Amélie Nothomb, Stupeur et tremblements (1999)
Je reprends ma vieille antienne : n’était ce confinement qui me contraint de puiser sans cesse dans cette bibliothèque de la maison normande, je ne serais jamais tombé sur ce livre, écrit par une écrivaine connue mais que je n’avais encore jamais lue. Quelque chose d’indéfinissable me retenait, mais c’était un simple préjugé car je trouve que ce roman est bien écrit, passionnant et attachant. Je spécifie roman, c’est écrit dans la page de garde, et aussi parc e que ce que je lisais me paraissait si invraisemblable que je me suis posé la question : comment est ce possible ? Comment les Japonais ( car l’histoire se passe à Tokyo dans une multinationale japonaise) peuvent ils agir de la sorte ? Comment peuvent ils vivre ainsi ? Toutefois, un certain nombre d’indices aisément repérables laissent supposer que le fond est authentique, voire vécu par l’auteure, peut-être pas au même degré, mais tout de même… Et puis, il y a l’inénarrable bévue de l’ancienne et éphémère Premier Ministre de la France, dont je tairai le nom par charité, et qui avait comparé les Japonais à une catégorie d’animaux particulièrement industrieux… Ce qui avait provoqué une mini crise diplomatique entre nos deux pays.
Un mot du titre. Le protocole impérial japonais commande de s’adresser à l’empereur avec «stupeur et tremblements» On pourrait presque penser au livre classique de Sören Kierkegaard où le patriarche Abraham s’adresse à Dieu, presque dans le même état (crainte et tremblement).
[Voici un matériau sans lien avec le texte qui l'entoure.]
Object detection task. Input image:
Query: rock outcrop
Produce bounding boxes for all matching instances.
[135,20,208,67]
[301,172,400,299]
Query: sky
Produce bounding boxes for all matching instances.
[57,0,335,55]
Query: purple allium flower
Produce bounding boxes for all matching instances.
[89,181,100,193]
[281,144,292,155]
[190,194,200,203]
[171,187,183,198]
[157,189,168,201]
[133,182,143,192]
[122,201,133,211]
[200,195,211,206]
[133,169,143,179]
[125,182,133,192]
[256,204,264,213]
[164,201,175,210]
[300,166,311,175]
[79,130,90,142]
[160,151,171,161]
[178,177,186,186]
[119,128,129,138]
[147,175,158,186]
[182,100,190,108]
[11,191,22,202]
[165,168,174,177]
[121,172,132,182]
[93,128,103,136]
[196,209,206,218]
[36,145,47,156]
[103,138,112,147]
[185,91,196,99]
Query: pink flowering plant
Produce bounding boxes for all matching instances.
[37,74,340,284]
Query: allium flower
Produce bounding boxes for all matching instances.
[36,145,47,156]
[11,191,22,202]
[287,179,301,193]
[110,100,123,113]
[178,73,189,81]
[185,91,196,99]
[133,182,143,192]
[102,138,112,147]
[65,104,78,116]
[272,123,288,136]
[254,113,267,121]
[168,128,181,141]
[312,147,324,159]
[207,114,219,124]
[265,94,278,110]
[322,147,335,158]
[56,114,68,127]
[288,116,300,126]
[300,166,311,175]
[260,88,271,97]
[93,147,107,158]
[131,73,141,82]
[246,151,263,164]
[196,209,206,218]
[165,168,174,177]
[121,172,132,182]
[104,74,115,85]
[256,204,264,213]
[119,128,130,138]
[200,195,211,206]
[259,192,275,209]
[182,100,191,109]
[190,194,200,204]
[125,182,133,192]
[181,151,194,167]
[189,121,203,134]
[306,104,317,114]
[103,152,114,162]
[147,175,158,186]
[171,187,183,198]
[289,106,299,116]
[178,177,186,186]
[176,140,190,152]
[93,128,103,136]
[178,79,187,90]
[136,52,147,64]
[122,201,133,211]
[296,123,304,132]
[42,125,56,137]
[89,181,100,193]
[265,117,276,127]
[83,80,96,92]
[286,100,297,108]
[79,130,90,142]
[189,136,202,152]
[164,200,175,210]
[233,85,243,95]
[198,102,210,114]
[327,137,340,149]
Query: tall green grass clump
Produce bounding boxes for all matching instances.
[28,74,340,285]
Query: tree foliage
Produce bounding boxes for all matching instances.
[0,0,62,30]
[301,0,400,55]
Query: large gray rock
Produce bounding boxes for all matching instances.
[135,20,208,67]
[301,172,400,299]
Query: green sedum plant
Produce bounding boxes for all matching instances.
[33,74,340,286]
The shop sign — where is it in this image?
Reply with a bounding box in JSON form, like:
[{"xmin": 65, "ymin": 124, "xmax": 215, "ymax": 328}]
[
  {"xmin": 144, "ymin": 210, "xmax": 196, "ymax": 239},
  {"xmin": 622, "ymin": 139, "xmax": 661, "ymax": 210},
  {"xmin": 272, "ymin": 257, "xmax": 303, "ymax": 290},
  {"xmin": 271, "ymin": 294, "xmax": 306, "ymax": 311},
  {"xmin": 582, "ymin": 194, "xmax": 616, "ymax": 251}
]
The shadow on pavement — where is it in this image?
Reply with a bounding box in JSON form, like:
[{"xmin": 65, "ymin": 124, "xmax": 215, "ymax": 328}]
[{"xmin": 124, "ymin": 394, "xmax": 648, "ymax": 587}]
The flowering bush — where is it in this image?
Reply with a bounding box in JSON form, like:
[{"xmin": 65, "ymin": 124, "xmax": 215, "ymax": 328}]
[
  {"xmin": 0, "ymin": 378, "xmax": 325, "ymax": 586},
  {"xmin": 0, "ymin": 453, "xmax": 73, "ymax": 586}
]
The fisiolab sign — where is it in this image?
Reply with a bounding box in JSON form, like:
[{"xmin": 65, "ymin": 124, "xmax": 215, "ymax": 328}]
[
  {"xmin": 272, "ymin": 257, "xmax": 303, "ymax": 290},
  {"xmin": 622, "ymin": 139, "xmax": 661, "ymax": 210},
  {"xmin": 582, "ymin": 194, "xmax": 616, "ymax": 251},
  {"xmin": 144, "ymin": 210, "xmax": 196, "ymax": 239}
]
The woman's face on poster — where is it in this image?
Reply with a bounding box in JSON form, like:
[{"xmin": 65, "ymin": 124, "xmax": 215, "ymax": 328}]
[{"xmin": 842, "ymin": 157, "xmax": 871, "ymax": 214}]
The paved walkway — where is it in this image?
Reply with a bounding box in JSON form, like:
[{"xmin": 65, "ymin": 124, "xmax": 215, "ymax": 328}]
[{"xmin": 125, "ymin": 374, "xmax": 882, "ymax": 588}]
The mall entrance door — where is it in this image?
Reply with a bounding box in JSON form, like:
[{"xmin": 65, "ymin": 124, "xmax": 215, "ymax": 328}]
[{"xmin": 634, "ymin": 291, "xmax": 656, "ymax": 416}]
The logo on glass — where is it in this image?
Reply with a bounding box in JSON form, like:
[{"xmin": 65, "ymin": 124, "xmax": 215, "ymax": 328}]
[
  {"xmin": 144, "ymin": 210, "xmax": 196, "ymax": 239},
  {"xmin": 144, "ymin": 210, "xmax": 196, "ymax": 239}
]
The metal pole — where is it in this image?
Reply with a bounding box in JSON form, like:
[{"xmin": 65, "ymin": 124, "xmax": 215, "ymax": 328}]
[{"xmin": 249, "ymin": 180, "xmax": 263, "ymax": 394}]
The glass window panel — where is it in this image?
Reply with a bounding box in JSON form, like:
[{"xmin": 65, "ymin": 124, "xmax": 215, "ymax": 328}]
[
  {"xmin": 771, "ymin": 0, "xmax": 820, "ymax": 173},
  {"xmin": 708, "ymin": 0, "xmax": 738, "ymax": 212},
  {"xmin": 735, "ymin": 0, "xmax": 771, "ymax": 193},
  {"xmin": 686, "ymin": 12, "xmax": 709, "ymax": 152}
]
Mais il faut dire avant d’entamer l’analyse, la première pensée que j’ai eue en posant ce livre, une fois sa lecture achevée : j’ai pensé à Carlos Ghosn et à ses démêlés graves avec la justice japonaise. Si Amélie Nothomb dit vrai, alors l’ancien PDG de Nissan a très bien agi en se faisant la belle car il lui aurait fallu sept vies comme un chat pour s’en sortir autrement. Il serait intéressant de savoir si Ghosn a lu ce livre dans son intégralité ou même simplement des critiques. Ayant été durant tant d’années à la tête de Nissan il doit avoir su de quoi ses anciens associés nippons étaient capables… Et durant son arrestation et son maintien en détention (dans les conditions que l’on sait), l’ancien PDG a dû constater que la réalité dépassait la fiction…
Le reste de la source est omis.